Je souris et m'installai sur le canapé, je ne me sentais pas de m'asseoir à table ou au comptoir ce soir. Je savais que nous étions les seuls à les avoir baptisés, mais pour quelques raisons, je ne pensais pas pouvoir manger là tant que je ne l'aurais pas nettoyée correctement.
« Ca fera 34.65$ monsieur. » Entendis-je dire le garçon boutonneux. Edward acquiesça et alla chercher son portefeuille après avoir placé la nourriture sur la table basse et embrassé ma tempe.
La porte était ouverte et je vis la mâchoire du garçon tomber. Je m'enfonçai encore plus consciencieusement dans le canapé. Ses yeux étaient fixés sur ma poitrine et j'essayai de la cacher sans succès.
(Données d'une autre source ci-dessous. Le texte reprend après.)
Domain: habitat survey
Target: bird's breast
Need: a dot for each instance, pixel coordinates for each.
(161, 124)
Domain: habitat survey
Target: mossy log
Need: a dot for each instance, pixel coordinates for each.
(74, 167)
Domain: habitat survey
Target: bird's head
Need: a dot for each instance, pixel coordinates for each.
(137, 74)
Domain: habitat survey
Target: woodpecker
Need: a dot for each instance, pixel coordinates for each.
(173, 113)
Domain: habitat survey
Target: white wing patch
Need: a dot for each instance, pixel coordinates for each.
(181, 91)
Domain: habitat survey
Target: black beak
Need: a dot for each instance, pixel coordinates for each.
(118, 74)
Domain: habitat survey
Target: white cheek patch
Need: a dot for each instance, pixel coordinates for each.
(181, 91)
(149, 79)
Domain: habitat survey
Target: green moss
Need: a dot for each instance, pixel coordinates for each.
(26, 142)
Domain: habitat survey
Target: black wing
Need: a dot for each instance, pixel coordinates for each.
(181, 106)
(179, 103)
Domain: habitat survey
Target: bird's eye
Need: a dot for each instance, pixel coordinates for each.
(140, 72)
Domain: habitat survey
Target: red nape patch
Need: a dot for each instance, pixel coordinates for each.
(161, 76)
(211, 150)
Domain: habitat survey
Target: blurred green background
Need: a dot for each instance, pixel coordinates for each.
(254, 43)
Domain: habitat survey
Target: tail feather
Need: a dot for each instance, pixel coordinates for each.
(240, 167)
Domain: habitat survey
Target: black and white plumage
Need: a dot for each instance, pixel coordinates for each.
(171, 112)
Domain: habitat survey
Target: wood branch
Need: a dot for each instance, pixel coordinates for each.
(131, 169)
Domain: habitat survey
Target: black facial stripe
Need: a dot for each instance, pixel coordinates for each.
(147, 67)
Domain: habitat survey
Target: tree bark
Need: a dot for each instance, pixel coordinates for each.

« Voilà. » Entendis-je grogner une voix.
Je tournai la tête et vis Edward jeter l'argent vers le boutonneux et il fulminait aussi contre lui, qui semblait pouvoir se faire pipi dessus.
« Je-je…v-vous ne m'avez pas do-donné de pou-pou-pourboire. » Dit-il en bégayant et je jure avoir vu ses jambes trembler.
« Je crois que tu as eu ton pourboire tu ne penses pas? » Dit Edward avec un regard dur et une voix glaciale.
« O-oui mo-monsieur. » Il courut vers les escaliers, n'attendant pas l'ascenseur.
Edward était là, debout, se pinçant l'arrête du nez et claqua la porte avec un grand 'bang'.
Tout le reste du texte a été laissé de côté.